This repository: DOI: 10.17617/1.6K
bioRxiv preprint: DOI: 10.1101/441766
SCIDDO manuscript: submitted
All figures in the publication can be recreated by running the relevant Jupyter notebook in notebooks/plotting/active
with the following exceptions:
- figure 1: manually created
- figure 2:
plot_gumbel-fit_ka-params.ipynb
- figure 3:
plot_compare_repscores.ipynb
- figure 4:
plot_hsp_region_overlap.ipynb
- figure 5:
plot_hsp-ovl-rgb_boxplot.ipynb
- figure 6:
plot_hsp_body-enh_cdf.ipynb
- figure 7:
plot_DEG_recovery_bars.ipynb
- figure 8:
plot_hsp-gene-ovl_boxplot.ipynb
- figure 9:
plot_hsp-t100-gene-ovl_bars.ipynb
- figure 10:
plot_bgcov_DE-tpm-diff.ipynb
- figure 11:
plot_uc1_p300_enh.ipynb
- figure 12:
plot_hsp_pepr_perf.ipynb
Instruction how to install and use the SCIDDO tool are available here:
SCIDDO repo: github.com/ptrebert/sciddo
- It is strongly recommended to run the analysis on a compute cluster with a DRMAA-compatible job scheduler. The expected runtime for the entire project is 2-3 days (assuming that a handful of servers is available to run the pipeline in parallel).

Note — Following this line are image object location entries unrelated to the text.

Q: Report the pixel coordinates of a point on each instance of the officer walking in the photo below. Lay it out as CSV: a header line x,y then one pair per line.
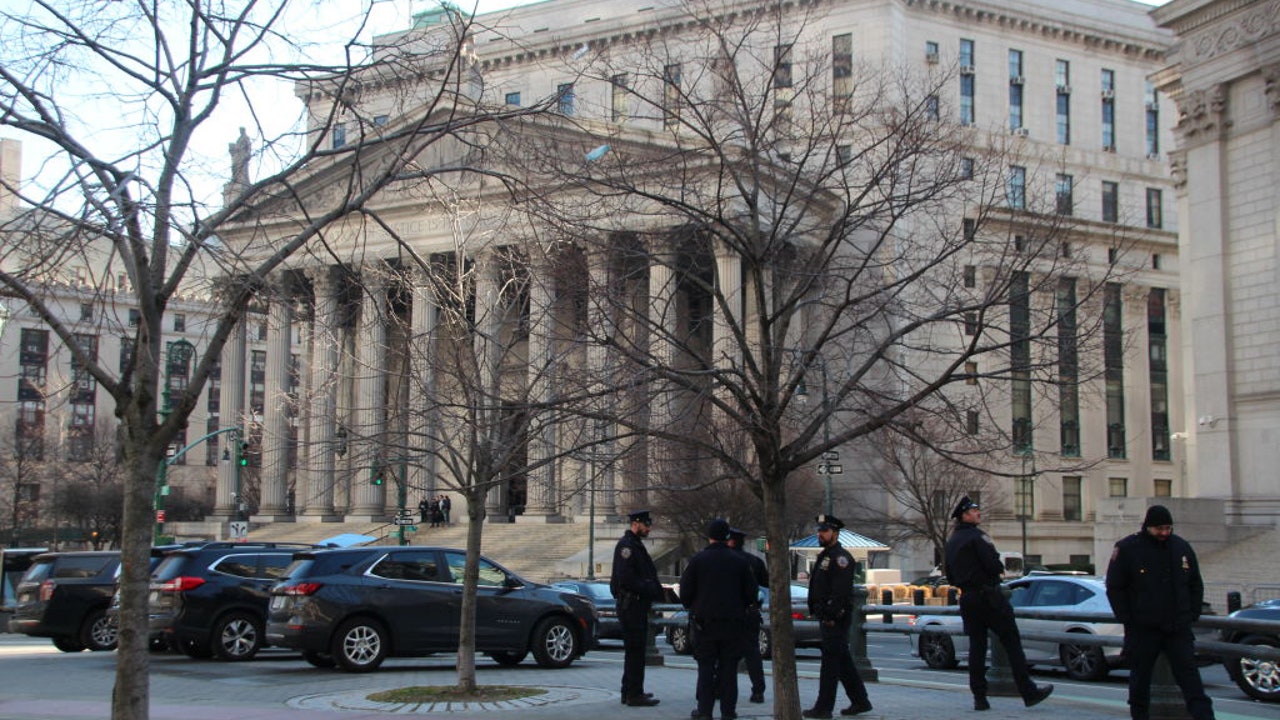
x,y
752,652
718,588
973,565
831,602
1156,591
635,586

- Create the software environment as specified in the Conda environment file (
/run_env/conda_env_statediff.yml
) - All pipelines of this project are implemented as Ruffus pipelines. It is recommended to install Ruffus to execute the pipelines. All (unformatted) command lines are also available in the
.ini
configuration files for each pipeline (see/pipeline/ppl_statediff_main.ini
). Furthermore, you may want to use PiedPiper for convenience. - Download all DEEP raw data as listed in the Supplementary Material (see bioRxiv preprint). Note that this includes primary samples from human donors and access to these data files must by granted by the DEEP data access committee (see bioRxiv preprint for details).
- Run complete pipeline
/pipeline/ppl_statediff_main
. For some of the annotation data, certain cleanup operations may be required. There are dedicated Jupyter notebooks to perform these operations innotebooks/utils
. - After the pipeline has finished, you can execute the individual notebooks in
notebooks/plotting/active
to recreate the plots in the manuscript. Note that the notebooks commonly perform some caching of preprocessed data to speed up later layout changes of the plots, and thus may run for a couple of minutes upon the first execution.